Lo que ocurre en los años de la intervención estadounidense marca toda la historia cubana posterior. En el plano de la jefatura política, ha ocurrido un descarado golpe de estado por parte de McKinley: la Representación Nacional Cubana desaparece, y también su ejército, de manera que treinta años de lucha están en riesgo de quedar nulos. Sin embargo, de la misma manera que la Guerra de los Diez Años había creado el pueblo independentista, la nueva guerra había convertido a ese pueblo en una realidad dominante en el país. Están los españoles recalcitrantes, están los autonomistas que los sufren —y unos cuantos de sus simpatizantes se pasaron al independentismo en cuanto estalló la guerra—, están unos pocos anexionistas de repente premiados, pero ninguno de esos grupos significa algo para la generalidad del pueblo. La jefatura de Martí logró levantar a ese pueblo deprimido y desintegrado, darle un sentido y una forma a la lucha, y ponerlo definitivamente por encima de las demás corrientes políticas del país. El partido mambí se ha impuesto, y no sólo por las armas y la sangre derramada, sino por la fuerza de la realidad, al Partido Unión Constitucional y al Partido Autonomista. Esta realidad victoriosa es lo que impide que Cuba fuera sumada a los territorios anexionados por los Estados Unidos: Puerto Rico y Filipinas, que tuvieron también sus políticos y sus militares. Los yanquis se encuentran una nación real, más fuerte que la Asamblea o el Ejército, negada al golpe de estado, una nación que conviene respetar porque puede generar ejército, bronca y asamblea otra vez. Quizás fue mala suerte que el desenfrenado McKinley se quedara por debajo de su desfachatez habitual y renunciara a intentar la anexión, porque la respuesta hubiese podido ser útil, aunque difícil y costosísima, para generar una república de veras independiente. Pero McKinley enfrentaba al Congreso y a un mundo hostil a tanta audacia suya contra los liberales cubanos. Por otro lado, el país estaba devastado y cansado. Esas circunstancias sin embargo no podían alterar y no alteraron el hecho contundente de que la jefatura de Martí ha resultado fecunda. El pueblo cubano, con su variedad casi antagónica, sus contradicciones, sus vicios y sus esperanzas tremendas, es ahora él mismo, ha sido fundado como sujeto de su propia historia.

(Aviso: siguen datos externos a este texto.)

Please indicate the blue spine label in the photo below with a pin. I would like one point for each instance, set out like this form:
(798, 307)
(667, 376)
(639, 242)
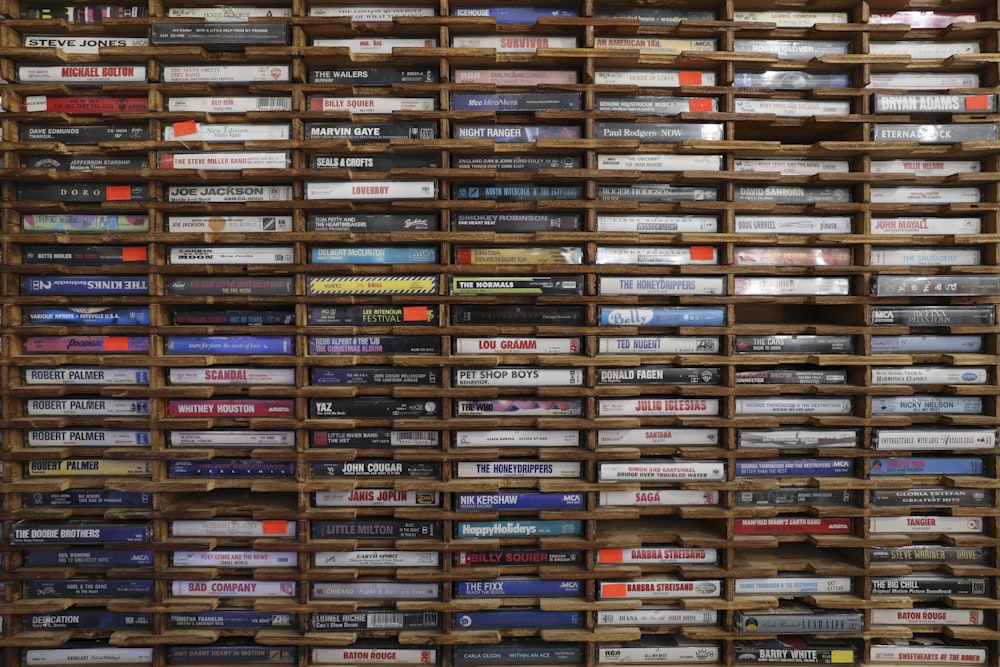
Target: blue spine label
(82, 533)
(232, 653)
(130, 316)
(923, 465)
(518, 587)
(663, 317)
(778, 467)
(517, 102)
(89, 498)
(373, 255)
(230, 345)
(525, 15)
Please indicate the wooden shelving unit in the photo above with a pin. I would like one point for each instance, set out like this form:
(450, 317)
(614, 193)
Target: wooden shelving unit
(767, 238)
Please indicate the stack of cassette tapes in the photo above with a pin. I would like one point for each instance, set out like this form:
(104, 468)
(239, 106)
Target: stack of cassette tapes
(469, 334)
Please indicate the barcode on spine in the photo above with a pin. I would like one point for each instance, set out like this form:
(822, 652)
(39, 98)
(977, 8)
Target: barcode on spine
(384, 621)
(422, 438)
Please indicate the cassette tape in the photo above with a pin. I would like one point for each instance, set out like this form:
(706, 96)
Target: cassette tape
(653, 78)
(656, 45)
(789, 18)
(516, 77)
(944, 133)
(487, 285)
(83, 162)
(937, 344)
(513, 43)
(383, 45)
(372, 222)
(517, 15)
(944, 285)
(89, 44)
(228, 13)
(659, 345)
(791, 108)
(373, 161)
(653, 105)
(656, 193)
(792, 224)
(933, 316)
(661, 286)
(369, 105)
(517, 102)
(228, 132)
(372, 132)
(791, 286)
(221, 161)
(658, 162)
(926, 225)
(792, 194)
(86, 73)
(791, 256)
(83, 223)
(366, 14)
(221, 36)
(528, 163)
(371, 76)
(229, 104)
(925, 256)
(660, 133)
(220, 73)
(923, 80)
(933, 104)
(790, 80)
(661, 16)
(229, 223)
(794, 344)
(655, 224)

Hay una frase de Gómez durante su conflicto con la Asamblea de Representantes reunida primero en Santa Cruz del Sur y luego en el Cerro, que define lo que el general pensaba sobre el proceso independentista: este era el momento de Martí. Oh, ciertamente lo era, y él debió cuidar al líder y no lanzarle en Dos Ríos la ofensa que obligó al líder político a salir a un combate insignificante en donde no era necesario y que le costó la vida. Pero para Gómez, Martí no era sino un agitador que convencía y unificaba, porque carecía de egoísmo y le sobraba sacrificio. Pero no un líder político. Para Gómez no existía la Política. Sólo el fuerte que se impone. Para Gómez un político no era otra cosa, en el mejor de los casos, que un hablador, a veces útil. Conocía a los políticos dominicanos y los tenía por ladrones. Cuando el pueblo decide elevar en el corazón de La Habana la estatua de un patriota, Gómez vota por Luz y Caballero. Y así nos enteramos que este soldado leía a los filósofos. El pueblo, sin embargo, votó por Martí, un genio intelectual muy por encima del maestro Luz. Que al general le faltara mente y corazón para entender el pensamiento de Martí, y se sobrara de ego y ambiciones mediocres, vale: que fuera torpe y ambiguo en su idea de la política, vale menos, pero se le soporta en función de sus méritos en la guerra. Gómez era un militar de carrera dominicano y nunca sirvió para nada que no fuese la guerra: no logró hacer prosperar su finca en Dominicana con la ayuda de sus admiradores. Que acababan abandonándolo. Y él los tildaba de ingratos. Carecía del carisma de Maceo. Lo que sí resulta inaceptable es que, gracias a los yanquis y a la ceguera del pueblo, se convierta él mismo, de por sí y ante sí, en un jefe político desastroso.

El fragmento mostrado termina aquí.